At the centre of all the rings of galleries are steep, steep, crumbling stairs up to the iconic rounded towers. One of the staircases is augmented with scaffolding supporting wooden stairs and a handrail, still steep but usable. Reaching the head of the line, visitors are assessed for the propriety of their clothing before being issued a pass to go to the top.
There's not a whole lot different at the top of the towers. It's most interesting as an opportunity to see the towers as closely as possible, and for the view of the whole complex, as you walk around and look out the different sides. You just see jungle beyond the walls now, but I suppose once wooden and palm frond houses would have surrounded it. There's no real central area or anything, just fancy decorations and vistas. It's not really intended for people to marvel at, but for the gods to be comfortable and happy. The idea is to build a fabulous residence for the gods so they will spend time near you and be avaialble to hear your prayers and well-disposed towards answering them.

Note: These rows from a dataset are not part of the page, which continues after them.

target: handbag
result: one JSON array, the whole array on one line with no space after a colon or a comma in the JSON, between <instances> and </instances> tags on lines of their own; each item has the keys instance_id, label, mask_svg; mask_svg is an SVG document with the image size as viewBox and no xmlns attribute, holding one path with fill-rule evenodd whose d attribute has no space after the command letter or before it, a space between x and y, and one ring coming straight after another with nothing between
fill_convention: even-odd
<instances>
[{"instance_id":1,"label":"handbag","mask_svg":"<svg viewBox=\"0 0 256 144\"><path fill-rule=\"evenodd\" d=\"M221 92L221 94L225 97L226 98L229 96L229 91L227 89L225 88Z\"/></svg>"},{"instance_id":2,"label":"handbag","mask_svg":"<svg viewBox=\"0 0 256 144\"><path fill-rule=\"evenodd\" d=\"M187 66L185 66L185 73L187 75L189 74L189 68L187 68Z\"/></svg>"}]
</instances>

Looking back toward the west you can see the outer ring, the walkway and the libraries, plus the courtyard below. The rubble was arranged in rows and catalogued with numbers. The handwriting style and the age of the markings makes me suspect that it was a French project.
This was as close as one could get to the towers at the top of the structure. I think it's interesting that the rounded shape is actually composed of straight lines and square corners. It gives a very interesting effect. I wonder who first came up with the idea and how.
This was the central exit archway from the complex to the east. When you walk right to the edge of the ledge it's just a drop off, no stairs, no ramp, no crumbled ruins, just a three metre drop to the ground. I found out later that it's the exit where you walk out to mount your elephant. Of course. I wonder where the valet elephant parking was, back in the day.
We didn't see any elephants at that temple, but there was a dog, in good condition, and a lot of monkeys sitting around nursing their babies and grooming one another.
At the end of the day we go to dinner at a huge tourist buffet restaurant and I get a chance to find out what some of the things I have been eating are called. They don't have any ngeuv though. There's also Chinese food and "spagbol". (Oh that's what I want to eat when I'm travelling, a Cambodian imitation of an Italian dish as interpreted by the British). The food is pretty good. Cambodian desserts aren't as sweet as we're used to, just slightly sweetened, but palatable. I take a sample of everything, including something that looks like green jello (hello Salt Lake City!) but turns out to be similar to Turkish delight, and my favourite of the whole selection.
The highlight of the evening is the traditional dancing. There are apsara dancers, contorting their hands and feet the way the temple carvings do, and folk dancing in other costumes, all telling traditional stories. I realize looking at the Khmer writing on the wall behind the dancers that the squiggles are becoming a little bit recognizable now. The words that means "Amazon" (shown in my apsara post yesterday) start the same way as the word for "Amok," one of my favourite dishes, that I see on bilingual menus, and the word "America" which I copied onto postcards going to the US, just for fun. I'm pretty sure the post office can handle French and English.
I remember in my childhood reading several very interesting articles in National Geographic about Ankor Waht, the excavations and the restoration efforts. Thank you for your very insightfull personal impressions of your trip.